It’s not every day you get a chance to skip down to your “local bioethicist” for a chat about the latest debates in genomic science. But as one of the unique perks of living in Rochester, 507 did just that. Dr. Megan Allyse, Assistant Professor of Biomedical Ethics at Mayo Clinic sat down with us to talk genomics, pop culture, and the current health disparities that may make our world more Gattaca-esque than any specter of ‘designer babies’ ever could.
Gattaca is a dystopian film about a future society where “perfect” babies are conceived by genetic manipulation creating inequalities based on genetic discrimination. Dr. Allyse will be joining genetic counselor, Teresa Kruisselbrink from the Mayo Clinic Center for Individualized Medicine, on July 21 at the Rochester Public Library as part of the Science at the Cinema event. The event will feature a film screening of the 1997 film Gattaca followed by a community conversation on the ethical and social implications of a genomic world.
How would you describe your work?
My work sits at the intersection of women’s health, reproductive rights, and political sociology. The sociology looks at how culture and politics can influence science policy and medical practice. I also have a separate area of work that focuses on how healthcare is delivered on the ground.

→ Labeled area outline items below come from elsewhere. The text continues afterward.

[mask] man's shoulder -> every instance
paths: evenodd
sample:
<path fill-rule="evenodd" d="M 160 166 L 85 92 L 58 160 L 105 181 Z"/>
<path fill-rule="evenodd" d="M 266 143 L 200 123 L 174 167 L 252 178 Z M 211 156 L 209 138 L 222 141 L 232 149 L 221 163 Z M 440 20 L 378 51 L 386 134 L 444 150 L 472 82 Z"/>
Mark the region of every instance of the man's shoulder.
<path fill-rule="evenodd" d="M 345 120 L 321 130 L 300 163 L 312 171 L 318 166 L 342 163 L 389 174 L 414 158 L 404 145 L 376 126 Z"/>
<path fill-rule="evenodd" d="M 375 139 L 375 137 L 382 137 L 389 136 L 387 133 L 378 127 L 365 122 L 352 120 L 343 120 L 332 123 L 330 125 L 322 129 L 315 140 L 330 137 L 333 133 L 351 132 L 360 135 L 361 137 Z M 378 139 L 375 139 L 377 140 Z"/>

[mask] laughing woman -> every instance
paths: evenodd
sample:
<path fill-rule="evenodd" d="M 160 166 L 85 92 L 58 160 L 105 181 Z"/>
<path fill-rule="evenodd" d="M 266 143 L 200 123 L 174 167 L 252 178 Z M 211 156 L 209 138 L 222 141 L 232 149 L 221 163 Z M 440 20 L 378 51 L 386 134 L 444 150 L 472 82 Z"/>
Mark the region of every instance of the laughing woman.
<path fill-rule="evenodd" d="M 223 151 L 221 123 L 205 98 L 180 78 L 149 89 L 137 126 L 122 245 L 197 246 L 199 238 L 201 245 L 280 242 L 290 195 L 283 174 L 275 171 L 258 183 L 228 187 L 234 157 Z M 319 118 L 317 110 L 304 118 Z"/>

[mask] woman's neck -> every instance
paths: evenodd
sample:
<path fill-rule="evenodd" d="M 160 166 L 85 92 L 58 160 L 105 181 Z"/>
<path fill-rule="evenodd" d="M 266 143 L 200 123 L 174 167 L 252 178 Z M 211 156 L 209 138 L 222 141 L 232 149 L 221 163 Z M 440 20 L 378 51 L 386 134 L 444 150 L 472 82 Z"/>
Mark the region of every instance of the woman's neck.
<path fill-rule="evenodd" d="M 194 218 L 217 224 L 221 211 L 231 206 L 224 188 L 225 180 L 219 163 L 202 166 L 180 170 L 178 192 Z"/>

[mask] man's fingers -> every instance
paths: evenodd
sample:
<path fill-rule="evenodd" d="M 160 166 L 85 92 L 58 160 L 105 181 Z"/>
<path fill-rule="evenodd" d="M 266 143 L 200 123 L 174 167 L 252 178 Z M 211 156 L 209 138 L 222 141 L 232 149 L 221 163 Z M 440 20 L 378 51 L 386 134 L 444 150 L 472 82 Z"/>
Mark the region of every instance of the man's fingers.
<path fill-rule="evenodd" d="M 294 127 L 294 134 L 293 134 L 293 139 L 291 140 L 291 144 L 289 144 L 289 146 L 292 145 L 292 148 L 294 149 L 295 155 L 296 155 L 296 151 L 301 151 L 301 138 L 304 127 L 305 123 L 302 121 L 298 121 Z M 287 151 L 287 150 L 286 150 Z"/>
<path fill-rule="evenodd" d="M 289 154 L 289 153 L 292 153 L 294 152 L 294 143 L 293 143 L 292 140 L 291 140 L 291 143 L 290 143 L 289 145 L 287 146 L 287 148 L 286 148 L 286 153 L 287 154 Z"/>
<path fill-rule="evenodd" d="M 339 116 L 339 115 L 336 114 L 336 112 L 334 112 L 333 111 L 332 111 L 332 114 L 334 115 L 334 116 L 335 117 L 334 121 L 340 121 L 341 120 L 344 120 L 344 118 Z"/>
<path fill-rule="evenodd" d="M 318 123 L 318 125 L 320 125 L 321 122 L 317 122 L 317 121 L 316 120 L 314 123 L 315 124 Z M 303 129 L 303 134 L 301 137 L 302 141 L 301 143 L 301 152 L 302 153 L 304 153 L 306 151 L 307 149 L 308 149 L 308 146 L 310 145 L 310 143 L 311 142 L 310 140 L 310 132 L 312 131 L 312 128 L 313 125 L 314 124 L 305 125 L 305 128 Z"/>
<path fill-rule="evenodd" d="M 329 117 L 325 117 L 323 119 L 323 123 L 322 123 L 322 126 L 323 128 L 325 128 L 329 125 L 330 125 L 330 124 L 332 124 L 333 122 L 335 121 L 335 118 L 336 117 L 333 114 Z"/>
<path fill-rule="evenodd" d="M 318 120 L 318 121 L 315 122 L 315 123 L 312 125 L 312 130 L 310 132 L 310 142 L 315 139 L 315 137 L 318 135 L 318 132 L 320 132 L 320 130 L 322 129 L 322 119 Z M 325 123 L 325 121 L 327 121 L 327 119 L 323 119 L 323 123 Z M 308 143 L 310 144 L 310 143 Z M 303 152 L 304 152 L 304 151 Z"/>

Why are genomics and reproduction such a subject of debate right now?
We’re getting to a point where we can get incredible amounts of information about the genetic make-up of a fetus through prenatal screening. We now have the ability to better estimate whether a fetus may be at a higher risk of a genetic condition. And we’re closer and closer to being able to do something about it before the baby is born or at birth. This is both wonderful and potentially problematic. There are key ethical concerns about the way that information might be used, how it’s communicated, and who has access to it.

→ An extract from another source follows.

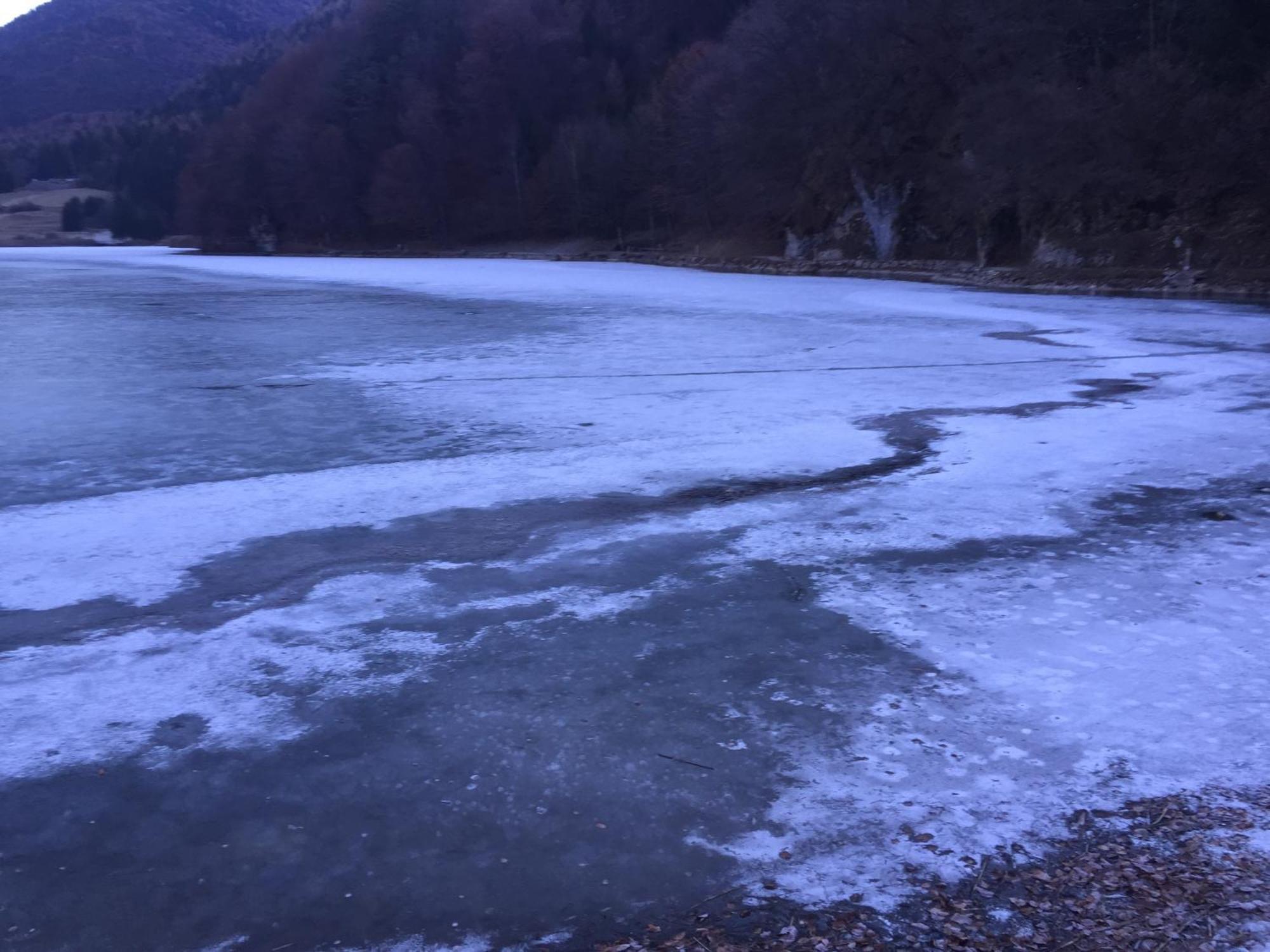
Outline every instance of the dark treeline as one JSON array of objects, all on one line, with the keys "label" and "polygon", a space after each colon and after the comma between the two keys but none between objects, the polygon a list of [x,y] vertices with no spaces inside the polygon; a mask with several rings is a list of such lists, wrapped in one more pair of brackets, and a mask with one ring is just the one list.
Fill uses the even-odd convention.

Are there any myths about genomics you’d love to bust?
Designer babies becoming a fad. Genomics is an insanely complicated system. Sure, there are certain things that are controlled by one gene that we could turn off like Tay-Sachs or Huntington’s disease. Being a good person, however, has nothing to do with your genes.
People are worried that we’re going to start being able to pick and choose traits like skin color, eyes, hair, and height. Well, the genetic science doesn’t support that and neither does the sociology. All anyone really wants is a happy, healthy baby.

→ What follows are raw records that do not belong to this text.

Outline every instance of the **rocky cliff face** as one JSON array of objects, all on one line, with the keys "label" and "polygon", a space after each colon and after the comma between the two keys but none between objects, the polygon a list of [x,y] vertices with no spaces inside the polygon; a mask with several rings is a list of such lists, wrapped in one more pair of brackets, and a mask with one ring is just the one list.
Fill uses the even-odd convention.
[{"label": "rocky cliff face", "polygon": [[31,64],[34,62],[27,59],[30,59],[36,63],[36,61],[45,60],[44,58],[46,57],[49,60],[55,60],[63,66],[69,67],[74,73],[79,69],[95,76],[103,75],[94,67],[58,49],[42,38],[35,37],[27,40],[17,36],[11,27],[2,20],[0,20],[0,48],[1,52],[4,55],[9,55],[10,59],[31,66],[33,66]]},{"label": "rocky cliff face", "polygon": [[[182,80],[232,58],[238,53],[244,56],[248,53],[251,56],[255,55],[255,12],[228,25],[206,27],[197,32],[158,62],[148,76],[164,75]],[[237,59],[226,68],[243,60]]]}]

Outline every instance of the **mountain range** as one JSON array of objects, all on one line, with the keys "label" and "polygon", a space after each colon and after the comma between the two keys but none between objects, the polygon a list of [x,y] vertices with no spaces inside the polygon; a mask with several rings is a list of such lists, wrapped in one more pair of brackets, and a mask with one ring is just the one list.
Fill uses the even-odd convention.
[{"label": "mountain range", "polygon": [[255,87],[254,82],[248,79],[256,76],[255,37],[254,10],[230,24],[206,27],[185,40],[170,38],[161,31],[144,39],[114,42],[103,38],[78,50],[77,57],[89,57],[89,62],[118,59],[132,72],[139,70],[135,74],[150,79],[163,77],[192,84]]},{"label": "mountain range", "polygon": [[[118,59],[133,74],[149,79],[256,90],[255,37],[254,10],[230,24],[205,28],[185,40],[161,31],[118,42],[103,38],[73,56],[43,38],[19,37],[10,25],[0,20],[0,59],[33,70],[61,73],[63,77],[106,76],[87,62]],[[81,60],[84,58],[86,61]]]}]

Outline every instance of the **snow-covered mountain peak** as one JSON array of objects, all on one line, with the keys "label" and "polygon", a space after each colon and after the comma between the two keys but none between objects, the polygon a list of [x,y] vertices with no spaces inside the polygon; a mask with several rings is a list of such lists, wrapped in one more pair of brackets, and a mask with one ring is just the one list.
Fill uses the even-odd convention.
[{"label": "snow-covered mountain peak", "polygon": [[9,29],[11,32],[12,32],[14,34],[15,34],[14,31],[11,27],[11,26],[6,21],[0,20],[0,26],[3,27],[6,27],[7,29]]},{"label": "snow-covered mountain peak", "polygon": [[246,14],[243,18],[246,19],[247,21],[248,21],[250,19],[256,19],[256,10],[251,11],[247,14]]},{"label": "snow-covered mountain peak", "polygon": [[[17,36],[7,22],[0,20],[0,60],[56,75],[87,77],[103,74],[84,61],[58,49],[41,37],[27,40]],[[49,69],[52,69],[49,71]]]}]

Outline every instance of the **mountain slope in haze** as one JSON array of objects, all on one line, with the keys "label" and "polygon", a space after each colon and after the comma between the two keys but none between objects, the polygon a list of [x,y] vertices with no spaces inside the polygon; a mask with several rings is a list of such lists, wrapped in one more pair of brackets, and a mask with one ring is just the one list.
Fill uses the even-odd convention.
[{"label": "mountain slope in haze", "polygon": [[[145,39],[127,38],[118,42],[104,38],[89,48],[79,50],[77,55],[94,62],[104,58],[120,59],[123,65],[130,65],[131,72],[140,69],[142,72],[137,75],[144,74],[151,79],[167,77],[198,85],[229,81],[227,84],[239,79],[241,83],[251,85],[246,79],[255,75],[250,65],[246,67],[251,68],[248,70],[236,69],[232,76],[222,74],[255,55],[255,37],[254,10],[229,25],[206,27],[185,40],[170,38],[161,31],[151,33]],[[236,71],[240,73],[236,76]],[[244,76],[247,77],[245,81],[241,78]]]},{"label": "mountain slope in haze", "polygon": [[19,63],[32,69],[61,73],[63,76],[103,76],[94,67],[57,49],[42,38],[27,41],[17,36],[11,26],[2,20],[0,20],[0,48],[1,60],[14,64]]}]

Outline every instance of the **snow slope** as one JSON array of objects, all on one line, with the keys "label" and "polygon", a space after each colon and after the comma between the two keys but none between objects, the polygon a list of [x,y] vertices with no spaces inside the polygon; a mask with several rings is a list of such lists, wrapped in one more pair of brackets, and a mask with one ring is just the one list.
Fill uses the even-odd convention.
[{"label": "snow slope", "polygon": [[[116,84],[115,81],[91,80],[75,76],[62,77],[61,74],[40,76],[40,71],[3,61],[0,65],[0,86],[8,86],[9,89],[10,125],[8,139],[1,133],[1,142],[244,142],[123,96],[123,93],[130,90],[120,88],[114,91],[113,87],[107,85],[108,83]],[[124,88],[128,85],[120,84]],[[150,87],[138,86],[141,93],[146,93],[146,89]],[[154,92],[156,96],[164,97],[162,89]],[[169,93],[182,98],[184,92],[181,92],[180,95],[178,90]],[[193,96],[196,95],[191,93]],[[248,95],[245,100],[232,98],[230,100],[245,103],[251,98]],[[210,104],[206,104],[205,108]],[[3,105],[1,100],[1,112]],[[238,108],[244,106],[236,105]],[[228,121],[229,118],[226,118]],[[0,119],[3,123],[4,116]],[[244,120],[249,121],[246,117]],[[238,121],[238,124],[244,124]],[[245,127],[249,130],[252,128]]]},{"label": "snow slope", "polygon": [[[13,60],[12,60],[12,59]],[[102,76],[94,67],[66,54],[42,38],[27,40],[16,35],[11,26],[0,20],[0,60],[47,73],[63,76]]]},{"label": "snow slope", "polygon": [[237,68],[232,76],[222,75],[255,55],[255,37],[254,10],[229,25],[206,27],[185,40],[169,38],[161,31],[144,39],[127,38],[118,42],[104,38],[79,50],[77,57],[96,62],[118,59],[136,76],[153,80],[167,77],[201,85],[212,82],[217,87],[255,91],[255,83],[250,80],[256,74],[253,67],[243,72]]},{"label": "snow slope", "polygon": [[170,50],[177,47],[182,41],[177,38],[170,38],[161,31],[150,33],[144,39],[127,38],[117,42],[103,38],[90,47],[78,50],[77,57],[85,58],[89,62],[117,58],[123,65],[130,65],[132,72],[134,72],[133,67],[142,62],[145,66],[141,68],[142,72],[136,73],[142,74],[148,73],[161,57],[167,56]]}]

The problem comes when you start redefining what it means to be “healthy”. With or without the technology, every time you have children they are whole new people. We need to spend less time worrying about designer babies and more time worrying about raising good human beings.
You’ll be part of a community conversation about the film Gattaca and the impact of genomics on society. Why is Gattaca such a relevant pop culture film?
Gattaca tells a very simple “future of eugenics” story that makes it easier for people to connect to these issues. For those of us who live inside those issues every day, we’re thrilled that people are taking an interest and starting the conversation. But these stories can often trade nuance for accessibility. We need to continue the dialogue in a way that moves beyond simple narratives.
One of the most legitimate concerns about designer babies or a Gattaca future is about further exacerbating health disparities. We already have a very unequal system. Today, we know that Latinas and African-Americans have much higher rates of maternal mortality. Black women are more likely to die of breast cancer. People already get different standards of medical care based on a range of social and economic factors. The upcoming event is a great way to combine entertainment with a deeper public discussion. It’s very important for us to continually have these conversations about science and what it means for our present and future as a society.